The cast is worn at all times when walking, and is used in bed if the ulcer is on the heel or the side of the foot. Compliance can be a problem with a removable cast, and a soiled, grubby cast is a sign that it has been worn.
As with the total contact cast, skill is required to make a Scotchcast boot. It is less time-consuming to produce and maintain than the total contact cast and can be relined or repaired as required. It is only necessary to make a new cast if it is broken, badly soiled, too big or a smaller window is needed. The orthopaedic felt in the cast can compress, and an extra felt insole can be added or a cushioned insole material or orthosis incorporated into the cast.
The cast is worn until the ulcer has healed. Patients are then gradually weaned out of the cast into appropriate shoes and insoles. The cast and sandal may be re-used if ulceration recurs. Whether the Scotchcast boot provides better pressure relief than the total contact cast has not yet been established, although Laing et al (1991) suggest that healing rates are better with the latter.
The Hope walking cast (Williams, 1994) is constructed of Hexalite (a heat-mouldable material) which is built around a total contact insole with a rubber outer sole. It is fastened with Velcro straps and is quite durable. The skills of a podiatrist or orthotist are needed to make the casted orthosis. It has been successfully used to heal plantar-neuropathic ulcers (Williams, 1994).
The Neofract boot (Page et al, 1995) is another smaller cast. It is made from a rigid polyurethane foam fashioned around a moulded insole. There is a windowed area in the insole under the ulcer site, and the cast is fastened with zip fasteners and worn with a cast sandal. It is moulded to the contours of the foot and the top of the cast is stiff compared with the softer-topped Scotchcast boot.
The Neofract boot has been used successfully to treat plantar ulcers and postoperative wounds. It is lightweight and waterproof, but needs regular replacement. It is difficult to accommodate heel ulcers with this cast (Page et al, 1995).
Crutches will keep pressure off one foot but may put additional strain on the other foot. Patients with neuropathy may still weightbear on an ulcerated foot and balance can also be a problem.

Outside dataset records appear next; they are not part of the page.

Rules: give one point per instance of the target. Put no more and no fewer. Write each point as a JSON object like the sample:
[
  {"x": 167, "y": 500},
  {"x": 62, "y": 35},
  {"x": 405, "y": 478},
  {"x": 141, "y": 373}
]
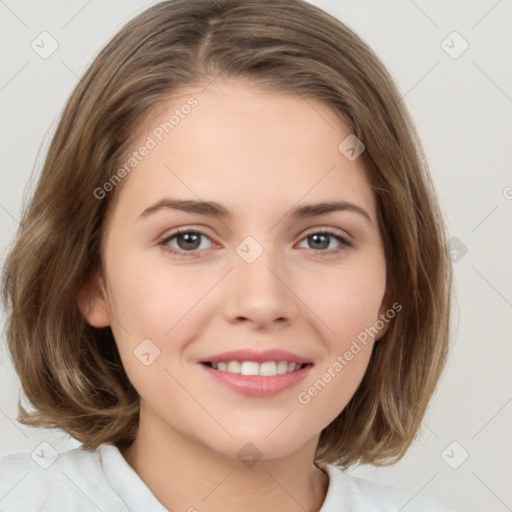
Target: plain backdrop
[{"x": 461, "y": 101}]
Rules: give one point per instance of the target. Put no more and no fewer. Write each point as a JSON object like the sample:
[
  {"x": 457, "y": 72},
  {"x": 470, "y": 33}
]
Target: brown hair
[{"x": 70, "y": 371}]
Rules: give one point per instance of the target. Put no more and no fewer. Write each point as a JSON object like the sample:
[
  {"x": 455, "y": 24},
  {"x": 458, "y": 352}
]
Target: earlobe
[
  {"x": 383, "y": 321},
  {"x": 92, "y": 302}
]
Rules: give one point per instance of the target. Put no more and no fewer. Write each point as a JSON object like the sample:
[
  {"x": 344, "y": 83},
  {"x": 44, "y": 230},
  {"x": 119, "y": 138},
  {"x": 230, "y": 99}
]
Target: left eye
[
  {"x": 187, "y": 240},
  {"x": 322, "y": 239}
]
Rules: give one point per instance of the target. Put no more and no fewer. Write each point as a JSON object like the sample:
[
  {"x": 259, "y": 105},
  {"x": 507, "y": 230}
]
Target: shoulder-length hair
[{"x": 70, "y": 371}]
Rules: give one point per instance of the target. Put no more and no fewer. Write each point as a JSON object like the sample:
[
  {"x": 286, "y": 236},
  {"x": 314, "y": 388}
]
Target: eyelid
[{"x": 328, "y": 229}]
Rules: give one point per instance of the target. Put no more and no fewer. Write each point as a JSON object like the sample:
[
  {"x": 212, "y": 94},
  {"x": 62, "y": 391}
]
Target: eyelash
[{"x": 181, "y": 253}]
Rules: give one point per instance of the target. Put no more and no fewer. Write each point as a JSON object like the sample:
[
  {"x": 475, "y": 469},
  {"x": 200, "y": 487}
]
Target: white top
[{"x": 81, "y": 481}]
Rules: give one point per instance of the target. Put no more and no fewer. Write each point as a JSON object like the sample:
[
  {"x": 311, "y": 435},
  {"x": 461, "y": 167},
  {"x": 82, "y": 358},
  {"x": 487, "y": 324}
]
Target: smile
[{"x": 265, "y": 369}]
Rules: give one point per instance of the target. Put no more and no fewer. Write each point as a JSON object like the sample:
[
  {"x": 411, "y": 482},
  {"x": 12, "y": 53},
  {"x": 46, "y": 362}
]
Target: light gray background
[{"x": 463, "y": 110}]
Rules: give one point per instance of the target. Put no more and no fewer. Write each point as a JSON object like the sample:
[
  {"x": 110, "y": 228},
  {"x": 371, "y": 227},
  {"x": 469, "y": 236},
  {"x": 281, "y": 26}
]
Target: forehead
[{"x": 246, "y": 148}]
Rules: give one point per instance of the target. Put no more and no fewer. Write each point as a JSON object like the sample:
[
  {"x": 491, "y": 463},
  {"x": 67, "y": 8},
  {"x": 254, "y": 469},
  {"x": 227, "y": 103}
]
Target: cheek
[
  {"x": 348, "y": 300},
  {"x": 152, "y": 298}
]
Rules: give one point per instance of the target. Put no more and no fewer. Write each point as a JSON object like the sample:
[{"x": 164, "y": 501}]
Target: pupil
[
  {"x": 190, "y": 239},
  {"x": 323, "y": 244}
]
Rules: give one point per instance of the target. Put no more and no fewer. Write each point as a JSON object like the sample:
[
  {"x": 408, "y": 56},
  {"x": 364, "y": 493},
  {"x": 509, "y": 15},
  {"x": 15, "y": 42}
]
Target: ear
[{"x": 92, "y": 302}]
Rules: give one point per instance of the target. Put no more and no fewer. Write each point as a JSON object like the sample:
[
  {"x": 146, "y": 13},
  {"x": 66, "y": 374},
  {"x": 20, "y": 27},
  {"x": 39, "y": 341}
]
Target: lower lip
[{"x": 256, "y": 385}]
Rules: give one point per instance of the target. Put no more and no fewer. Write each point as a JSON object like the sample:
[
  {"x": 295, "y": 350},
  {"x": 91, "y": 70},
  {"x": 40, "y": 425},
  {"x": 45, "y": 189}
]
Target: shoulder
[
  {"x": 48, "y": 481},
  {"x": 359, "y": 494}
]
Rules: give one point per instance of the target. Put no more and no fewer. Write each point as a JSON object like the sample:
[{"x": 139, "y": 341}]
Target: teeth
[{"x": 266, "y": 369}]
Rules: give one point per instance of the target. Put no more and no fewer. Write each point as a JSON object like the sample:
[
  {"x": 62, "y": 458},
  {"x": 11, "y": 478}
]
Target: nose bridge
[{"x": 257, "y": 286}]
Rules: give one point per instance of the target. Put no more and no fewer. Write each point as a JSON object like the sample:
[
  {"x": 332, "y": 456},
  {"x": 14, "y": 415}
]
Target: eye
[
  {"x": 321, "y": 240},
  {"x": 184, "y": 242}
]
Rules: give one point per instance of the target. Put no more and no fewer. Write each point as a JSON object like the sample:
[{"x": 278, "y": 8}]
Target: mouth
[
  {"x": 257, "y": 374},
  {"x": 264, "y": 369}
]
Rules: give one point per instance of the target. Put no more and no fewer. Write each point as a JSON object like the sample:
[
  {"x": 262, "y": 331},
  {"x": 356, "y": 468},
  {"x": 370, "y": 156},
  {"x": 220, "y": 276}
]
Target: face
[{"x": 259, "y": 281}]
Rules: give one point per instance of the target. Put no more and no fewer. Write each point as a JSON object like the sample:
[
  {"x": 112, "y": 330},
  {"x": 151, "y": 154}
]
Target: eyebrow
[{"x": 214, "y": 209}]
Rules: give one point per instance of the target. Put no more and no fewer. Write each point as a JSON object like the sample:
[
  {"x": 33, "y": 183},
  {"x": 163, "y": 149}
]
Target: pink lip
[
  {"x": 255, "y": 385},
  {"x": 256, "y": 356}
]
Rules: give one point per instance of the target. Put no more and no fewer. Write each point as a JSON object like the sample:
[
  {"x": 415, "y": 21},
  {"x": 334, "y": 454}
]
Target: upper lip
[{"x": 256, "y": 356}]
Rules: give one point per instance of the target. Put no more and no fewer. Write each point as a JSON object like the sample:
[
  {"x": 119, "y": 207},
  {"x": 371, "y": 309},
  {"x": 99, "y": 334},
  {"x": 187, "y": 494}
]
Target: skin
[{"x": 259, "y": 154}]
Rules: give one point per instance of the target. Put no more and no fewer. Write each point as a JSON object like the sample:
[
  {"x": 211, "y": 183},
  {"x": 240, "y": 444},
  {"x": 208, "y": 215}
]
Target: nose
[{"x": 261, "y": 293}]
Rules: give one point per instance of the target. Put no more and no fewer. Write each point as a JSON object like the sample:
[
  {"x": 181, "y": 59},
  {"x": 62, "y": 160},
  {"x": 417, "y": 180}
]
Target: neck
[{"x": 186, "y": 475}]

Wheelchairs can be borrowed, bought or hired. They enable housebound patients to be taken out for shopping and social events while totally avoiding weight bearing. However, adaptations to the home may be needed.
The orthopaedic scooter
The orthopaedic scooter (John Reid & Sons, Christchurch) (Figure 6) is a useful alternative for patients who cannot manage crutches (Roberts and Carnes, 1990). It consists of an electroplated light steel frame mounted on four swivelling castors which carries a padded aluminium channel support for the knee and shin. It is ideal for use on smooth surfaces and when standing, but can be difficult to use on rough areas or stairs.
Some patients may require surgical treatment to achieve adequate pressure relief. Metatarsal head resection will reduce high pressures under the ball of the foot. In some patients with a rocker-bottom deformity of the plantar surface of the foot, the bony lump can be shaved or removed.
Pressure relief must be addressed when treating diabetic foot ulcers and diabetic neuroarthropathies. Bed rest will be required for some patients, but the various casts and appliances make it easier to treat more patients on an outpatient basis. Some casts require specialist skills for their construction, although manufactured casts enable more centres to treat patients. Inpatient treatment is expensive, and the prompt treatment of any foot problem will help to minimize the severity of any lesion. Early referral to a podiatrist for callus debridement, wound management, and the use of specialist diabetic foot wear, orthoses and hosiery can help to prevent and heal foot lesions. For the patient with a healed foot ulcer, prevention of recurrence is essential and some form of continued pressure relief must be provided.
Figures 1-6 are not available in the online version.